Un hombre salió y dijo:

—Bien, esto es insólito. No sabía que el coronel Wedder permitía a sus oficiales alejarse tanto del hogar. Y tú, mujer, ni siquiera eres humana. Sois una pareja extraña y no estáis enamorados. ¿Podemos hacer algo por vosotros?

Casher se puso la mano en el bolsillo y ofreció al hombre varios créditos de cinco denominaciones.

—¿Significa esto algo para ti? —preguntó.

Sosteniendo las monedas entre los dedos, el hombre dijo:

—¡Oh, el dinero es útil! A veces lo usamos para cosas importantes. Pero no necesitamos el tuyo. Aquí vivimos bien, disfrutamos de una vida agradable, no como en esos dos lugares de la otra orilla del río, que permanecen apartados de la vida. Todos los hombres perfectos son pura palabrería. Se llaman a sí mismo Jwindz, los perfectos. Bien, nosotros no somos tan perfectos. Tenemos familia, buena comida, buena ropa, y recibimos las últimas noticias de todos los mundos.
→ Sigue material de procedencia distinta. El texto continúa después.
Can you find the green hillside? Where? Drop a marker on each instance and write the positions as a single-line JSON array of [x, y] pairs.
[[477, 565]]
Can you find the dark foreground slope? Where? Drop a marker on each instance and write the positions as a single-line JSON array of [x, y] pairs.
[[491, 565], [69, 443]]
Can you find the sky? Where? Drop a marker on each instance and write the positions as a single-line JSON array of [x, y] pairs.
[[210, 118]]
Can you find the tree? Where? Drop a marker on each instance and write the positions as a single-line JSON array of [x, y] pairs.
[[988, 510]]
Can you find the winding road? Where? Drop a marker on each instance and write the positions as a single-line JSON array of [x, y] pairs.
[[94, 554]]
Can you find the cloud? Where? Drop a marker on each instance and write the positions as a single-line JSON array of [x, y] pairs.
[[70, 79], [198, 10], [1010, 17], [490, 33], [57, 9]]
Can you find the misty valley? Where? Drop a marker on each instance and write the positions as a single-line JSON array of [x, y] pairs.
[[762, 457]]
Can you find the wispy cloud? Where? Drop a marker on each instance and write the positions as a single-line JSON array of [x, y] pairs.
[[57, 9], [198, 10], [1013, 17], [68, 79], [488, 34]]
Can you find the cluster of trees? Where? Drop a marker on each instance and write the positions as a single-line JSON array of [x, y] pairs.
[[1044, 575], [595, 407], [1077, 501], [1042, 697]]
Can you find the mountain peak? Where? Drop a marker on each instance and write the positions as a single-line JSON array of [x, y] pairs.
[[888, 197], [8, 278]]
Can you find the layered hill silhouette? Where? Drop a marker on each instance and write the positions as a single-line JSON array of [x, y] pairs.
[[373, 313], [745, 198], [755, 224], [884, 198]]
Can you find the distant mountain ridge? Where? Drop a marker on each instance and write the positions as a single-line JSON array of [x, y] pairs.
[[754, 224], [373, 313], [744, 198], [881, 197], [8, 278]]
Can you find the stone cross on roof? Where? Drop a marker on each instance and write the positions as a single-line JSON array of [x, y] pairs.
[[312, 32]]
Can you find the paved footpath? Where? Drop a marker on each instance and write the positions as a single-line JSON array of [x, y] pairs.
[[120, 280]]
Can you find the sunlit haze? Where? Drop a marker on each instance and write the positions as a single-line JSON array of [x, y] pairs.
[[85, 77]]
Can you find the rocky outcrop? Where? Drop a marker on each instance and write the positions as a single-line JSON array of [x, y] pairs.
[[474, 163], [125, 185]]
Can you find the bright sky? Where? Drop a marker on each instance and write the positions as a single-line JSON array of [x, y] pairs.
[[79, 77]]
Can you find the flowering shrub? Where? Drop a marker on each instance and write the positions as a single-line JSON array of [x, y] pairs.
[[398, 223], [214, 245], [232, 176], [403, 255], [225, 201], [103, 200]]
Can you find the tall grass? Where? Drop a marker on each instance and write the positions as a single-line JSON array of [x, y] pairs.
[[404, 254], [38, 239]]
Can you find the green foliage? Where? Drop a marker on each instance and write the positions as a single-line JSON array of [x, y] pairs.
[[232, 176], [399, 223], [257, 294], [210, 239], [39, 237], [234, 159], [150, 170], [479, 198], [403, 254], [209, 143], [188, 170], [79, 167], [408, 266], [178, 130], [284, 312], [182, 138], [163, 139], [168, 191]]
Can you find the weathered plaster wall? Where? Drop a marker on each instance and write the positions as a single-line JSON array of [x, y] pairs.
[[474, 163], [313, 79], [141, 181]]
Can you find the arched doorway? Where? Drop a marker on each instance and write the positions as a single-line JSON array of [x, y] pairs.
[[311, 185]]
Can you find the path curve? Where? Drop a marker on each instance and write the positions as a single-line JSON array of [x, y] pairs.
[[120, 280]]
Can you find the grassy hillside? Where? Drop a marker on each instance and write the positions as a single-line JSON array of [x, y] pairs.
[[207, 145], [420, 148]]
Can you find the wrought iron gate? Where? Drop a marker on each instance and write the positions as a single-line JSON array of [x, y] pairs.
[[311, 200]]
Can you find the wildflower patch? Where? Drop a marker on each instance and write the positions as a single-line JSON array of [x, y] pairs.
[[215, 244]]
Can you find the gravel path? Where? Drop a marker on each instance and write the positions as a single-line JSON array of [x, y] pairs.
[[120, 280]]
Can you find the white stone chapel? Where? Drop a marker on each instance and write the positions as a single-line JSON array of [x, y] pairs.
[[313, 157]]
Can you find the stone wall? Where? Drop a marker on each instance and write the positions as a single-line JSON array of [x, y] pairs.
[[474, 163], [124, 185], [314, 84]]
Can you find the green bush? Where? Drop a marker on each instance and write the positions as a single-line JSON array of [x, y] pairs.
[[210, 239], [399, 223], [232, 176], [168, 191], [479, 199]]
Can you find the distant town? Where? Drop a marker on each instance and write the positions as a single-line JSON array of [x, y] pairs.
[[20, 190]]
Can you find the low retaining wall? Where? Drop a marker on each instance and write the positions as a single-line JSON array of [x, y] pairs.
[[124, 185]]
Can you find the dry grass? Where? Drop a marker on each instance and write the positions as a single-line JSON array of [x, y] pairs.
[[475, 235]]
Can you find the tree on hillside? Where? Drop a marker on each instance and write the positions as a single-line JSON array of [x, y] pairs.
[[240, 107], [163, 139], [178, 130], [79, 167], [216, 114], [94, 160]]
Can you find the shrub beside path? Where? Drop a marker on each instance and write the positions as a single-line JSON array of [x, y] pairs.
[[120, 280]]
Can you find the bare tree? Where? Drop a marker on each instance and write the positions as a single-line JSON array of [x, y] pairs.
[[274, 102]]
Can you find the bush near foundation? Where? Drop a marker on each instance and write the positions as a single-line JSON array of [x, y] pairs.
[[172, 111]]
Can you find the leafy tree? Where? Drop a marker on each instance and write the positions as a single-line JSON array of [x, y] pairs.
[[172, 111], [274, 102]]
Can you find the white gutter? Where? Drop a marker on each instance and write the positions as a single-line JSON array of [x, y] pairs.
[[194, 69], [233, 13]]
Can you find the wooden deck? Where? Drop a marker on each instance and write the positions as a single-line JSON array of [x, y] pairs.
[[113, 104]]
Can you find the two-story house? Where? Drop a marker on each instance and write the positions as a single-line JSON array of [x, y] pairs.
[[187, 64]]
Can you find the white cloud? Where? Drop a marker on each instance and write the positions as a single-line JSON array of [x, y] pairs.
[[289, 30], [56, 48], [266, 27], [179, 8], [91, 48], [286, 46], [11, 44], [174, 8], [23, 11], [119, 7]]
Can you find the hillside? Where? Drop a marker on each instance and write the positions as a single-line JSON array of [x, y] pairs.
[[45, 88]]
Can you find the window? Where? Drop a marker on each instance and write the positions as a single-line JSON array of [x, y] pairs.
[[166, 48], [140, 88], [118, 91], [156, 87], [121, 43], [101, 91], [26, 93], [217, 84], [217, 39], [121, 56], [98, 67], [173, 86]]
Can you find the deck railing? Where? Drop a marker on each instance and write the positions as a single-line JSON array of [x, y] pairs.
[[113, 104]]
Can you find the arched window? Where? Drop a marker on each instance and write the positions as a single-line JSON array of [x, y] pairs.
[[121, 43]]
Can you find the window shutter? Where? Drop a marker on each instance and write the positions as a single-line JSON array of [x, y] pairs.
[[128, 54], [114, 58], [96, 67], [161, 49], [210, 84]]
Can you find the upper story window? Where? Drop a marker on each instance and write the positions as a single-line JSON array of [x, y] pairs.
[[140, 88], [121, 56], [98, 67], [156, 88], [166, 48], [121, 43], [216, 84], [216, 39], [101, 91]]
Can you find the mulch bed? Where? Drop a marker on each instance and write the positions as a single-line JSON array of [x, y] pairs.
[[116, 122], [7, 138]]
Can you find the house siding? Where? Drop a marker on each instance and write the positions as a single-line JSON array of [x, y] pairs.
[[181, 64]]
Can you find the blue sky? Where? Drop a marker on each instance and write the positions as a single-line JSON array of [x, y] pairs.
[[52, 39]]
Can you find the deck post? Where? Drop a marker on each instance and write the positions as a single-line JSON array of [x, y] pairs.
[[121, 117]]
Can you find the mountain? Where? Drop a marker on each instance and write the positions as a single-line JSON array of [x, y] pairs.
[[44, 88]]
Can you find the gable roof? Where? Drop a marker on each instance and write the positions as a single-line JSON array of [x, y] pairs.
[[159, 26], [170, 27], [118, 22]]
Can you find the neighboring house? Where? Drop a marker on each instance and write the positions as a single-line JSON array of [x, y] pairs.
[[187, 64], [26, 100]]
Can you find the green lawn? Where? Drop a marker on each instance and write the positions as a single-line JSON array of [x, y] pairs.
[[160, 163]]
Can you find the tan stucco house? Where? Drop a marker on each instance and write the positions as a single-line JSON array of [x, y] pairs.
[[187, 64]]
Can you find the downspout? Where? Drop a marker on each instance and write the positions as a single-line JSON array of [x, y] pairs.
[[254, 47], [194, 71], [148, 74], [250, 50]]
—Noticias —se asombró Casher—. Creía que eso era ilegal.

—Recibimos cualquier cosa. Os sorprendería saber lo que tenemos aquí. Es un sitio muy civilizado. Pasad; éste es el hotel de los Cisnes Cantores, y podéis quedaros el tiempo que os plazca. Lo digo en serio. Nuestro erario público tiene recursos extraordinarios, y veo que vosotros sois también personas extraordinarias. Tú no eres un técnico médico, a pesar del uniforme, y tu acompañante no es una mera subpersona, pues de lo contrario no habríais llegado tan lejos.